I finished a pair of socks on Thursday which had been my only knitting project for the previous two weeks; they’re my dad’s birthday present and his birthday is on the 22nd, so I didn’t really have time to work on anything else.
They’re basic top-down socks in a 3×1 rib with a plain knit row every sixth row and each rib section offset by two stitches from the one before, giving an interesting texture which looks like more of a brickwork pattern when stretched. I used just under 100g of Yarn Yard Bonny in brick red (which is what suggested the brick pattern to me). I was quite impressed that I managed to knit a pair of men’s socks in two weeks!

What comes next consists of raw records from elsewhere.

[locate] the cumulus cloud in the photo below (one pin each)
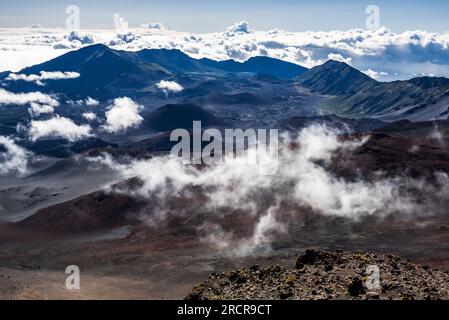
(59, 127)
(37, 109)
(339, 57)
(74, 40)
(119, 22)
(7, 97)
(44, 75)
(375, 74)
(241, 27)
(13, 158)
(90, 102)
(122, 115)
(89, 116)
(169, 86)
(398, 55)
(123, 38)
(303, 181)
(154, 25)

Since then, though, I’ve spent the weekend dithering about what to knit now. Having spent the last few weeks of 2012 knitting Christmas presents, and then finishing up WIPs, and then started this year with a birthday present, I’m overwhelmed by choice. At first, I cast on for a pair of Glasgow School Mitts in some lovely purply merino T gave me for Christmas, but it seemed ridiculous to be knitting fingerless gloves when we have several inches of snow and the weather isn’t forecast to get above freezing at all in the next five days. So I thought maybe I’d knit some new flip-top mittens to go with the fleece-lined Boden mac I bought just before Christmas (I got the grey with pink and orange flowers), as my purple striped Podsters don’t really go with it at all, and then spent most of yesterday evening swithering between more Podsters and Broad Street Mittens with a flip thumb. I cast on Broad Streets first, then decided to do Podsters with bits of the Broad Street pattern added, and then realised that the Podster pattern has been substantially updated anyway so only really needs a bit of tweaking here and there anyway.

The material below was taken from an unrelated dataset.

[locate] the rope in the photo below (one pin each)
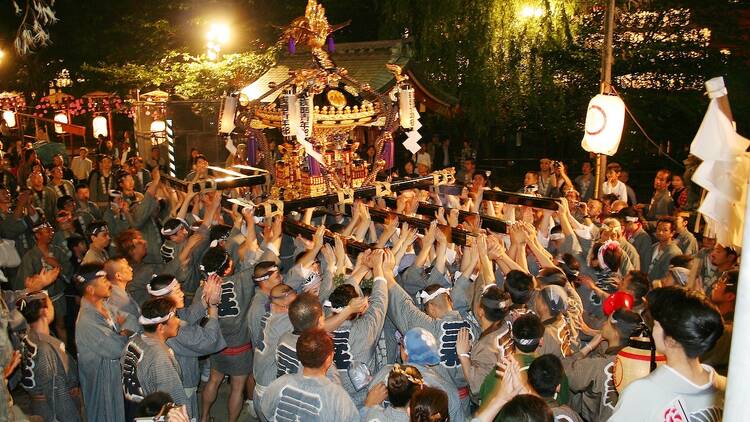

And then I thought I’d start the next of the A to Z of shawls, and cast on for Juno Regina in purple merino/cashmere/silk laceweight. Which was fine until I dropped a stitch in the second repeat of Chart B and had to unravel the whole thing, and thought that maybe I didn’t want to knit something where a large chunk of the instructions read ‘repeat these two rows for 42 inches’ anyway. So I wound a skein of saffron-yellow Yarn Yard Crannog for the Japanese Garden Shawl, and then decided I wasn’t really sure I wanted to knit that at all.
Still, at least I got quite a bit of my first mitten knitted.

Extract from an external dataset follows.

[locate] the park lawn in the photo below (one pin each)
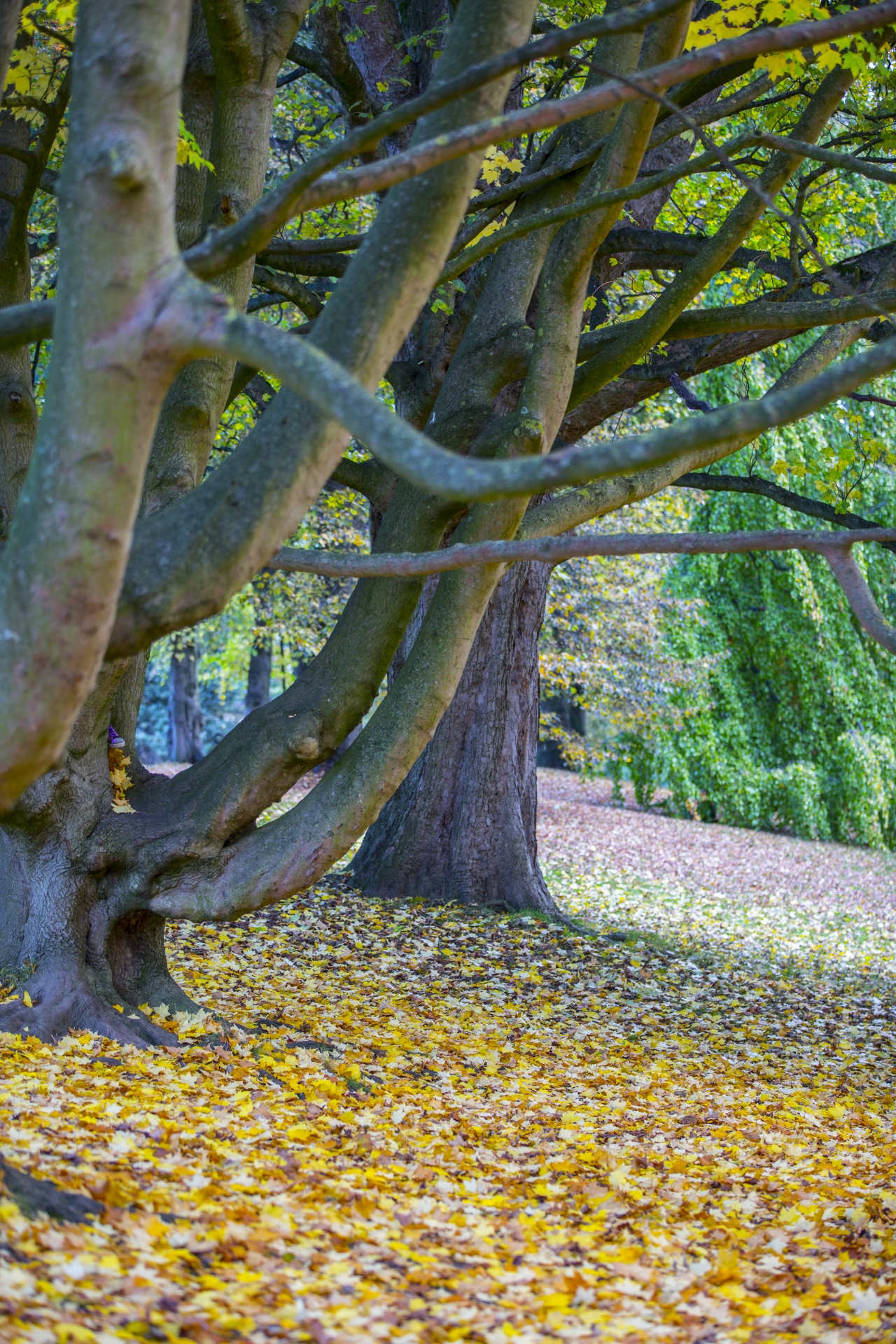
(428, 1124)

Given that I seemed to be having a dropping-stitches day, it was probably just as well to stick to basic rib and stocking stitch rather than attempting lace. But I’m still not sure what I want my next big project(s) to be. I am generally less than inspired by the choice of shawl patterns beginning with J, and indeed K, which does make me wonder whether I really want to carry on with the A to Z challenge (it was a lovely idea, but when there are lots of patterns I definitely want to knit, why waste time knitting things I feel meh about?). And I’m wondering about a cardigan – possibly Pilkington in my Skein Queen Voluptuous – but I’m not sure that late January isn’t too late to start knitting woolly cardigans really. Though it definitely feels too early for summery things!
Oh well. Mittens it is, then.









Does the Pilkington have a long-sleeved version? I’m not sure that the half-sleeves is a brilliant idea for a woolly cardigan.
I don’t think I have enough yarn for a long-sleeved cardigan, she only had two skeins of each colour. And I’d probably wear the half-sleeved version over a long-sleeved top on the kind of days when a long-sleeved woolly would be too much anyway.
I got the first interesting bit and all the boring bit of the Juno Regina done… then I dropped two stiitches, failed at sorting it, and the whole lot has been sitting untouched for more than a year… Must Sort.
It is a lovely pattern. Maybe I’ll try again when I’m feeling a bit more alert.
I am part-way through a top-down seamless cardigan on 6mm needles, and at the speed I’m going I should be finished by next weekend if I knit every evening. If I can – I am usually very slow with full-sized items – then you can.
Well, it would probably help if I didn’t tend to go for thinner yarns and smaller needles!
It’s true! I’m knitting a Modern Garden – chunky yarn on 10mm needles – at the moment and it is SO FAST after all those 4ply sweaters I’ve had in progress for years on end.